Above all, gold is a tease; immaculate substance pleading for a form. Take the Spanish conquest of the Incas. On finding the intricately worked gold figures made by the Incas, the Spaniards melted them down into ingots. Hernándo Pizarro oversaw the big meltdown in Cajamarca in 1533. He had Indian smiths working on nine forges, and on many days they melted over six hundred pounds weight of gold. At the end of four months, they had melted eleven tons of golden vases, golden figures, golden jewelry, and golden furnishing ornaments. He then escorted the train of 225 llamas carrying the gold and silver to Lima. A load of baser gold arrived a few days later on the backs of sixty llamas. Imagine this on a movie screen; those dun-colored mountain slopes of the central Andes that stretch forever, cut across by a line of stately llamas not even knowing what they carried, other than its weight. In the Temple of the Sun in the Incan capital of Cuzco, the Spanish found a garden whose plants were made of gold and silver. This, too, they melted down.
Inevitably money – like color – makes one think of stories of transmutation of form into substance of substance into flows.
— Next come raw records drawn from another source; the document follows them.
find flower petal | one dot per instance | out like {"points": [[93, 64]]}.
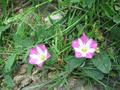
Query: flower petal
{"points": [[75, 44], [78, 55], [41, 64], [84, 38], [89, 55]]}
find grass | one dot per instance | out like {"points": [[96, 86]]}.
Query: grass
{"points": [[25, 28]]}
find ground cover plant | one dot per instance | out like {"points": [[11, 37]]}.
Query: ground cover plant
{"points": [[59, 44]]}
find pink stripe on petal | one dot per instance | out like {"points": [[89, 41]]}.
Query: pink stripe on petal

The story of the Inca’s garden tells us more about money than many an economic treatise. Pizarro melts the garden down into ingots nice and square that fit into boxes in ships’ holds to go to Spain as bullion, the ur-form of money. The Indians want gold as the ultimate mimetic metal, flowing and ductile, with which they can imitate most anything. But the money boys want gold as that with which they can acquire most anything. Squared up as ingots or rounded as coins, their gold has done a good deal more than serve as a medium of exchange. It has made everything in the world exchangeable in what we now see as the big meltdown.
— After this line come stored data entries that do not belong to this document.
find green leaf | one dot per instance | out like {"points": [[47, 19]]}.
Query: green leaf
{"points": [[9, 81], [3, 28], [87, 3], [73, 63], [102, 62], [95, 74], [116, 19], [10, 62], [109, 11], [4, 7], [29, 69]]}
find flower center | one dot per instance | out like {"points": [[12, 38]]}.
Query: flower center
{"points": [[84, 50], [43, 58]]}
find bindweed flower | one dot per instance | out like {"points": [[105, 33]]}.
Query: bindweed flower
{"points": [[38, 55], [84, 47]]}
Michael Taussig, My Cocaine Museum
Or here is a metaphor for the polyvalence which Roland Barthes cites as the mark of great literature: ductility. Words, perhaps, are ore drawn through your retinas and shaped by your brain, in the same motion with which it rights the inverted, bifurcated image your eyes send to it, twisted into tiny dioramas and vistas. Yet this falls apart as soon as one tries to separate its auditors into the “money men” and the mimetic men, in that language is so closely tied with information. Let us melt a fact (which is inseparable from the method by whose use that fact was arrived at) into words and into benignity. Is even the poet culpable?